Showing posts with label NRC. Show all posts
Showing posts with label NRC. Show all posts

March 20, 2009

Yay for Efficiency!

(Caveat: This post is somewhat C++-centric, but its main points translate to any language.)

I've been continuously optimizing my first project so that I can run ever-larger experiments. The project boils down to two main problems:
  • searching a list of high-dimensional sparse vectors for nearest-neighbour pairs; and
  • keeping track of the sets generated by merging those pairs.
In the process, I've cut the runtime for runs against the GALE 2008 Chinese-English corpus from something like millions of years to a couple of hours.

(If the preceding part made absolutely no sense, you might want to stop reading now.)

Lesson The, er, Zeroth. Take advantage of sparse data.

This should be obvious - if I can ignore the holes in my data rather than trudging through each one, it can only help efficiency.

Lesson The First. boost::tr1::unordered_map is not always preferable to map.

The latter beats the former hands-down in iteration, and the ordering property of a map permits more efficient linear sweeps for a variety of iteration-based algorithms - sparse-vector arithmetic, for example. In some cases, a sorted array might be better still.

Lesson The Second. Use the structure that fits the problem best.

The second problem above is a classic use case for the disjoint sets structure. Using anything else is a recipe for gross inefficiency - you can't beat the amortized inverse Ackermann cost for all operations.

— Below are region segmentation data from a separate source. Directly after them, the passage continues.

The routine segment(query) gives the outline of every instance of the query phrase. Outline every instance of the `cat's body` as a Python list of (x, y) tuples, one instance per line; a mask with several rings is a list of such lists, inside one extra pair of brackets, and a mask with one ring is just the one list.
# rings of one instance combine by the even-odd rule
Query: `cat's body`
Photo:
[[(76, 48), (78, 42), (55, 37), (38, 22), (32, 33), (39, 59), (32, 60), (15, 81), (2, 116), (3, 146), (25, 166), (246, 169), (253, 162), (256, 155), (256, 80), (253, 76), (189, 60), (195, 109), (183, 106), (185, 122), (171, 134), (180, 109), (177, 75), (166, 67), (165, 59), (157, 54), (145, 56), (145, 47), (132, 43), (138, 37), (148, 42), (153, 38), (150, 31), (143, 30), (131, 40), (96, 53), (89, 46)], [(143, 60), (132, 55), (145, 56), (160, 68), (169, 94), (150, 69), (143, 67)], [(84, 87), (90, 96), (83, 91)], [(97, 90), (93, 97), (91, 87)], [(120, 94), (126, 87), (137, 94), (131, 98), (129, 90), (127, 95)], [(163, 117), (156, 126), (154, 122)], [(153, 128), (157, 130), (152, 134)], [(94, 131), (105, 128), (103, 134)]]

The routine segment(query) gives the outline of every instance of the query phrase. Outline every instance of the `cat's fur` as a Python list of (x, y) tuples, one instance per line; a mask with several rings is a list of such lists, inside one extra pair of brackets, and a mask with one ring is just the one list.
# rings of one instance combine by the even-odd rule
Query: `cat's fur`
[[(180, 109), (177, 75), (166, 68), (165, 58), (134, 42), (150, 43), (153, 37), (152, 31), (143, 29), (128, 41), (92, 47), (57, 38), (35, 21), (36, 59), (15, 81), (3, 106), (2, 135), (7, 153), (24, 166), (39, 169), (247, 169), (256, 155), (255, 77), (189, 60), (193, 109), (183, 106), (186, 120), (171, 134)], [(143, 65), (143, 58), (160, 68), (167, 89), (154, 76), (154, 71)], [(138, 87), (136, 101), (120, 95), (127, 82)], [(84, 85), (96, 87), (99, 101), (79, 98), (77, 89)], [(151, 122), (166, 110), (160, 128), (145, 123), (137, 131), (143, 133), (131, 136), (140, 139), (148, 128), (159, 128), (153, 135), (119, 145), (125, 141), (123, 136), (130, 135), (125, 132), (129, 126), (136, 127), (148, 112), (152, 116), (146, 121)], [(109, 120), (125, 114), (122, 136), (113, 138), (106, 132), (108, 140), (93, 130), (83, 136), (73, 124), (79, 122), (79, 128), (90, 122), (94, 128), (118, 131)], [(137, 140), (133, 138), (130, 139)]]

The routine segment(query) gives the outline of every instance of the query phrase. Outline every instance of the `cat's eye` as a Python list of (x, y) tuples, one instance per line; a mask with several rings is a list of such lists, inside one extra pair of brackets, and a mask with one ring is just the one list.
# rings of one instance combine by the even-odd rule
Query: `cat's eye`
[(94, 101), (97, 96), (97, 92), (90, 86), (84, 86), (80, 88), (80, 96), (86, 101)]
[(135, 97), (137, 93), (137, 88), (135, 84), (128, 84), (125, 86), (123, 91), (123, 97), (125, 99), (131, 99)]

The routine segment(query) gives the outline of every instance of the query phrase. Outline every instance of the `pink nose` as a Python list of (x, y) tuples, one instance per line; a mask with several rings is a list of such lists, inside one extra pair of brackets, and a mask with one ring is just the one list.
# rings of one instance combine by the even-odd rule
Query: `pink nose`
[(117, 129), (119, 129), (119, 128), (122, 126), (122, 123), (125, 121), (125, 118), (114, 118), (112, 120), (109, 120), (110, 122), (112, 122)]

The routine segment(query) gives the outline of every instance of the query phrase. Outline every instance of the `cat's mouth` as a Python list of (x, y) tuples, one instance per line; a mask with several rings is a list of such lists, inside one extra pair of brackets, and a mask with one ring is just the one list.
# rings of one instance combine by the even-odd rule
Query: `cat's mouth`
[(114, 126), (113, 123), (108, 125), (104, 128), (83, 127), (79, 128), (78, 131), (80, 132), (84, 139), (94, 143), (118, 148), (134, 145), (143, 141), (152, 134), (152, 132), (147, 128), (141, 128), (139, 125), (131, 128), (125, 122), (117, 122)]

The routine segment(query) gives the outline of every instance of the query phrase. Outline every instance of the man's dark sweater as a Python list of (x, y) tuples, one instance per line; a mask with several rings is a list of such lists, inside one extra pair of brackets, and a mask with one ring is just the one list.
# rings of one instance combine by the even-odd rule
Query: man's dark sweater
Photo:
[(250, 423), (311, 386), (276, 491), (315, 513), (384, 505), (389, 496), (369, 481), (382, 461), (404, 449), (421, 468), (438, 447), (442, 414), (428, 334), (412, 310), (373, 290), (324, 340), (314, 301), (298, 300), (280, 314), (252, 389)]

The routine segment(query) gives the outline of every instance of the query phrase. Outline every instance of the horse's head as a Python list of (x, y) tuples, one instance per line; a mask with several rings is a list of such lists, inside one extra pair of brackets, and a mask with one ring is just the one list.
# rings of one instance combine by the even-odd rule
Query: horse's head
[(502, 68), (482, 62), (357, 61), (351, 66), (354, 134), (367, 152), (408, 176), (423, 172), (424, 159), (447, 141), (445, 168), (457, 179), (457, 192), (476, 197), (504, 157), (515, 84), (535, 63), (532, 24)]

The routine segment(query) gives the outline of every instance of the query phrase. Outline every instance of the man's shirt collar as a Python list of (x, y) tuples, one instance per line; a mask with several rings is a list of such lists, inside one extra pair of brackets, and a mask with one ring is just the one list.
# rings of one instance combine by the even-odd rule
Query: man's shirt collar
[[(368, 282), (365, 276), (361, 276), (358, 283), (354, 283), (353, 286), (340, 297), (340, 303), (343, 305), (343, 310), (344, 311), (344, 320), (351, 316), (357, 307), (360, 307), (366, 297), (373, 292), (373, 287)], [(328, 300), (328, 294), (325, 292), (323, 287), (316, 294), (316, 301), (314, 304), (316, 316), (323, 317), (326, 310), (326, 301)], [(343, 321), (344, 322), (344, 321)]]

Lesson The Third. You can make file output faster.

std::endl flushes the write buffer - unless you need the output immediately, use "\n" instead. Dump large structures in compact binary formats where possible. If you go this route, test that your read/write operations undo each other; this sanity check prevents most nasty surprises. If you're really in a pinch, use <cstdio> instead of <iostream>.

Lesson The Fourth. Consider using heuristics.

Do you really need an exact answer? Most of the time - especially when dealing with massive datasets - the answer is no. Look for small assumptions or shortcuts that work for your dataset. For instance, when performing the nearest-pair search, I only consider pairs that have non-zeros in the same coordinate at least once. This works well with the sparse representation, allowing me to search over a sub-quadratic number of pairs.

January 19, 2009

Second Week, Here We Come

I'm one week into my research internship here with the National Research Council's translation group in Gatineau. Like everything else even remotely connected to the federal government here in Canada, this is a bilingual environment; indeed, bilingualism is pervasive throughout the Ottawa-Hull region, and for obvious reasons. As such, I've been making a concerted effort to dust off my somewhat rusty French, left unused since my travels in Europe some four or so years ago. To finish off this post, I'll leave you with two tidbits of linguistic culture:
  • pourriel: spam, from a portmanteau of pourrir (to rot) and courriel (email, itself an abbreviated admixture of courrier and électronique).
  • The Québecois inherit from their Catholic past a legacy of religious-themed curse words. This famed stereotype has even reached far-off Mexico, where they are known colloquially as los tabernacos.
Other than that: I finally have a car, which is more or less essential if you want to do anything other than admire the vast snowbanks here in Gatineau. Google Maps can attest to the remoteness of my present location: searches for bars, supermarkets, and banks near here all turn up nothing within nearly two kilometres.

January 12, 2009

Another Term

A mere 36 hours after my hectic return from Japan, I'm kicking off the new term (and this blog!) in the ground-floor lounge of the National Research Council's Language Technologies Research Centre based in Gatineau. Unlike my previous attempts at blogging, I'm going to aim for a certain base level of regularity in my updates here - so keep posted!